Jakarta-Sejarah Paskah memiliki hal positif, yakni teladan dan nilai-nilai kehidupan yang harus dipetik dari kisah Paskah yang pada hari ini dirayakan oleh umat Kristiani di Indonesia dan seluruh dunia.
Hal tersebut dikatakan Ketua Komisi Pemberantasan Korupsi (KPK) Firli Bahuri dalam siaran pers,Minggu (17/4/2022).
Lebih lanjut menurutnya,kisah paskah tak hanya bagi umat nasrani, melainkan juga bagi seluruh umat manusia. Salah satu pelajaran yang masih relevan hingga saat ini, yakni betapa berbahayanya korupsi dan suap.
“Melalui buku dan cerita kisah Paskah dari beberapa sahabat yang nasrani, dapat saya simpulkan bahwasanya peristiwa Paskah memiliki terkaitan yang sangat erat dengan nilai-nilai pemberantasan korupsi,”ujar Firli Bahuri.
Dituturkan Firli, dalam kisah Paskah disebutkan murid Yesus bernama Judas Iskariot menerima suap 30 keping uang perak dari imam-imam kepala untuk menyerahkan Yesus agar didakwa bersalah karena menghujat Tuhan.
Yesus pun dijatuhi hukuman mati dengan cara di salib seperti lazimnya hukuman bagi seorang penjahat kala itu. Namun, Yesus kemudian bangkit dan dianggap sebagai obat penyembuh bagi jiwa tersakiti oleh umat nasrani.
“Dari peristiwa ini, sangat lugas menunjukkan betapa berbahayanya suap, salah satu praktik korupsi yang dampak destruktifnya bukan hanya merugikan keuangan dan perekonomian semata, namun juga dapat menghancurkan bahkan menghilangkan nyawa manusia dan sebuah negara,” terangnya.
Mantan Kapolda Sumatera Selatan (Sumsel) ini menuturkan, hanya dengan suap 30 koin perak yang saat ini setara sekitar 19,2 dolar AS atau jika dirupiahkan sekitar Rp 250 ribu, seorang murid tega mengkhianati gurunya hingga meregang nyawa.
Meski berbahaya, kejahatan korupsi serupa masih terjadi hingga saat ini.
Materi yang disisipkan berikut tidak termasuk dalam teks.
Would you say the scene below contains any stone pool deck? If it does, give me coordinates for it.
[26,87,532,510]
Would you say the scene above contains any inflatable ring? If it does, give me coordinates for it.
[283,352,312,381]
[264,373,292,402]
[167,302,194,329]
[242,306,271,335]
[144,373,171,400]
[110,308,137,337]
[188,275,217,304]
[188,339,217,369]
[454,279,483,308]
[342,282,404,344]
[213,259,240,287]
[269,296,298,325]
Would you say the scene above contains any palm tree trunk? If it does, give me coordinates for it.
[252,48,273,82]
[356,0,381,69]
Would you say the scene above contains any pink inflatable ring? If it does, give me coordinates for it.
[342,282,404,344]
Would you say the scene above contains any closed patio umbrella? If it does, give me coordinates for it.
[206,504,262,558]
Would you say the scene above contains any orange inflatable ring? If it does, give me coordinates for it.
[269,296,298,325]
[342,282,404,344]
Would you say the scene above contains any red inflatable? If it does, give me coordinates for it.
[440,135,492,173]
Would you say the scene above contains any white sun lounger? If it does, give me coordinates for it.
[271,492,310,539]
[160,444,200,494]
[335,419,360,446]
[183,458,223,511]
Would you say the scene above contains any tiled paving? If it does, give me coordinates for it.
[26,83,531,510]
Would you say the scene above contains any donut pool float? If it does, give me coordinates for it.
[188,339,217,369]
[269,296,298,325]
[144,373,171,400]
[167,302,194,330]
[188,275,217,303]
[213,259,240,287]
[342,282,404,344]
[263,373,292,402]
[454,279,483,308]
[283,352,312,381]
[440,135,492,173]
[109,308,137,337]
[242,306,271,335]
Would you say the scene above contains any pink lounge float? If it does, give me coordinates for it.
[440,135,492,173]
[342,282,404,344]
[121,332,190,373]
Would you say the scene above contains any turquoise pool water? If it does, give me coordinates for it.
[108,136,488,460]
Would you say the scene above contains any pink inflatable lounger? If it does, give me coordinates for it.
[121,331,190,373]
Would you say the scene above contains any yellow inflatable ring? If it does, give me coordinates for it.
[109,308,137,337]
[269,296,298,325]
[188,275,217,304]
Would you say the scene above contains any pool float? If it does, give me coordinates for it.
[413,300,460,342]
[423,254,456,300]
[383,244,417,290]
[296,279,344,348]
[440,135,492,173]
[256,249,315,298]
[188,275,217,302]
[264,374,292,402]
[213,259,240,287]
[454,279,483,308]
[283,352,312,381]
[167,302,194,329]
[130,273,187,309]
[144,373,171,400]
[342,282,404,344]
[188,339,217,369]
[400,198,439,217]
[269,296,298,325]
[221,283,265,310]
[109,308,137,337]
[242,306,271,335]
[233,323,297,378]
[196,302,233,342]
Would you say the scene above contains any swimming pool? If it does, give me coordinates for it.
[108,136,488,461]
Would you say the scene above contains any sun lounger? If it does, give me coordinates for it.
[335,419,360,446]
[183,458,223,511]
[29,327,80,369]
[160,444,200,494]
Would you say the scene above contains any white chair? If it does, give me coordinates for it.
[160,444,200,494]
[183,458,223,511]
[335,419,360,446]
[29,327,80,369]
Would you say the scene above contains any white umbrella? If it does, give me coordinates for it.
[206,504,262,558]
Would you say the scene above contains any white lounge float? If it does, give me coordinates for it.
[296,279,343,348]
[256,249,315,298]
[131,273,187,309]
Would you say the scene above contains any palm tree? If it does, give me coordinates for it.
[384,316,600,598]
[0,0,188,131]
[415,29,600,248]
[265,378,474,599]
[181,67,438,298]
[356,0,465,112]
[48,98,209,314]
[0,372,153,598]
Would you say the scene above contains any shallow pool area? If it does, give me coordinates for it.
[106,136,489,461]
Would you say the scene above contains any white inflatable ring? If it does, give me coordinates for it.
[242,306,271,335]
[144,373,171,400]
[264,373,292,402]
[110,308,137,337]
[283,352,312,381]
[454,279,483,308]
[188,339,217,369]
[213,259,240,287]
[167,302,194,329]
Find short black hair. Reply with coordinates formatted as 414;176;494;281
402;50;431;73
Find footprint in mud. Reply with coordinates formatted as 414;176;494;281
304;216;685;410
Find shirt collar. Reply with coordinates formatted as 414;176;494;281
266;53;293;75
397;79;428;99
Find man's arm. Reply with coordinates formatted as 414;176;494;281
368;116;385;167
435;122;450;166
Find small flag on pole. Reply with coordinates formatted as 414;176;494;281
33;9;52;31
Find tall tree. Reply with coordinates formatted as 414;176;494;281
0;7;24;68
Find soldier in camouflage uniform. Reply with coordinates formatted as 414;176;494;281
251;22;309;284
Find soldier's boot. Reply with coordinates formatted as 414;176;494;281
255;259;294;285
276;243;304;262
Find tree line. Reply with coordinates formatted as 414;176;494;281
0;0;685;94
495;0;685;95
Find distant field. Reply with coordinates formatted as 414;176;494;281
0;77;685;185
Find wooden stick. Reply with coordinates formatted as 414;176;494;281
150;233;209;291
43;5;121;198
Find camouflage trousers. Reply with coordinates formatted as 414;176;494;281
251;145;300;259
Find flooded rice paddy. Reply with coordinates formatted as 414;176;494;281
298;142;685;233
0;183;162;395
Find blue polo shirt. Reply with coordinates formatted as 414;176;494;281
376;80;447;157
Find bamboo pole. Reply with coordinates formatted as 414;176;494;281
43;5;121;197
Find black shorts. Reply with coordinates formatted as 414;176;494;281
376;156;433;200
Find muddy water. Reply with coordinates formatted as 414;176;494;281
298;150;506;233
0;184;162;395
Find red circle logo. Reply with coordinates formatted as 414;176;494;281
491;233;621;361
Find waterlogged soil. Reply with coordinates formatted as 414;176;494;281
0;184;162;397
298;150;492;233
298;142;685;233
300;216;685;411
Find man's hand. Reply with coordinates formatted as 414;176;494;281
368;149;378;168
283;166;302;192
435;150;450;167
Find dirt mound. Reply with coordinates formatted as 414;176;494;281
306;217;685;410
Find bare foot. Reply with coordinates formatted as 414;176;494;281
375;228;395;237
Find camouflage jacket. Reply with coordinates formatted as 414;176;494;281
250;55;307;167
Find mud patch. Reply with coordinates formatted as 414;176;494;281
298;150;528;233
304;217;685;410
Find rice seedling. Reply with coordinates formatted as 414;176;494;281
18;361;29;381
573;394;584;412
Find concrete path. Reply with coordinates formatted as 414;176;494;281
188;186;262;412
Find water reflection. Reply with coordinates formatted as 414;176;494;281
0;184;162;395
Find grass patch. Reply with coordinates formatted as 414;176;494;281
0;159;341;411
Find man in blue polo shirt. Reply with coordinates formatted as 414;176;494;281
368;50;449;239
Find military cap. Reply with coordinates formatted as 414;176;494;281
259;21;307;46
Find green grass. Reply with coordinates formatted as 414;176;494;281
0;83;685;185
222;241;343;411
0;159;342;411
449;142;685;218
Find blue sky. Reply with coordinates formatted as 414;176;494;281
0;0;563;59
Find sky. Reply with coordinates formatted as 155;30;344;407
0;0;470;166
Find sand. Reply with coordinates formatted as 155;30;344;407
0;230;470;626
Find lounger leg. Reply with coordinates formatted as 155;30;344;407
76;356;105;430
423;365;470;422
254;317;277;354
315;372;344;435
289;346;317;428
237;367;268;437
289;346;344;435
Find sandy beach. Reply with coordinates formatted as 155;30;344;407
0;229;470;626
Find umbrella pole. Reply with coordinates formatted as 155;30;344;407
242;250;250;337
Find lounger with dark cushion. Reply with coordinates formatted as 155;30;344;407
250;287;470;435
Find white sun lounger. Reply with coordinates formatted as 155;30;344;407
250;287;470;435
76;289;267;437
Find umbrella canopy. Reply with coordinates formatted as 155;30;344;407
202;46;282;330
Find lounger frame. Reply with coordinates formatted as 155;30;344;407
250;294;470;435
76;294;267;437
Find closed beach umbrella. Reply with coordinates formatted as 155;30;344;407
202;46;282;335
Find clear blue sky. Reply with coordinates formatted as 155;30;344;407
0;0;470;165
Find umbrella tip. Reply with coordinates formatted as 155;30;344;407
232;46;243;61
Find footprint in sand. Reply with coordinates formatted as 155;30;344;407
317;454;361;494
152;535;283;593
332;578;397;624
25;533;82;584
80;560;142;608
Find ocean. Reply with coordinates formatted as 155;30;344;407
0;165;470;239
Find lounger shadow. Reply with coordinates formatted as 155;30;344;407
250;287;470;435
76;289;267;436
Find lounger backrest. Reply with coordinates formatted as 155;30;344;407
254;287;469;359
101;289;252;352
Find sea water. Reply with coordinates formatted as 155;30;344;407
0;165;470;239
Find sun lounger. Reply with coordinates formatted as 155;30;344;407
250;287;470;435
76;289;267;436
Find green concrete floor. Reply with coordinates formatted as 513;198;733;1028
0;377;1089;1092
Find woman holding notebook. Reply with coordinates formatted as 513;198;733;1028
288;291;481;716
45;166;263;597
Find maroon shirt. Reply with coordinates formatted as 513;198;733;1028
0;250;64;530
Bahkan, suap menjadi jenis tindak pidana korupsi yang paling disukai para koruptor diseluruh dunia, termasuk Indonesia.
“Berdasarkan data penanganan korupsi yang telah KPK lakukan sepanjang 2004 hingga 2021, suap merupakan kasus yang paling banyak kami tangani yakni 761 kasus,” ungkapnya.
Dalam berbagai kesempatan, Firli kerap menyampaikan faktor utama penyebab korupsi menurut teori Jack Bologne, yakni greed atau keserakahan, opportunity atau kesempatan, need atau kebutuhan, dan exposure atau pengungkapan.
Faktor lainnya yang menyebabkan seseorang melakukan tindak pidana korupsi, karena minimnya moral, etik dan integritas, serta buruk atau lemahnya sistem sehingga dapat membuka celah bagi kejahatan korupsi.
Untuk mengantisipasi terjadinya faktor-faktor tersebut, KPK tengah menjalankan strategi trisula pemberantasan korupsi yang merupakan core business komisi antirasuah.
Yakni, pendekatan pendidikan masyarakat, pendekatan pencegahan melalui perbaikan sistem, dan pendekatan penindakan secara tegas dan profesional.
Menurutnya, KPK menyadari pemberantasan korupsi bukan hanya operasi tangkap tangan (OTT), walau pun itu perlu dan penting. Namun, selain penindakan, pencegahan korupsi dengan perbaikan sistem juga tidak kalah pentingnya.
Tak hanya itu, pencegahan korupsi, membangun budaya antikorupsi melalui pendidikan masyarakat itu juga bersifat fundamental.
“Kami menamainya sebagai orkestrasi pemberantasan korupsi yaitu langkah efektif dan komprehensif pemberantasan korupsi,” beber Firli.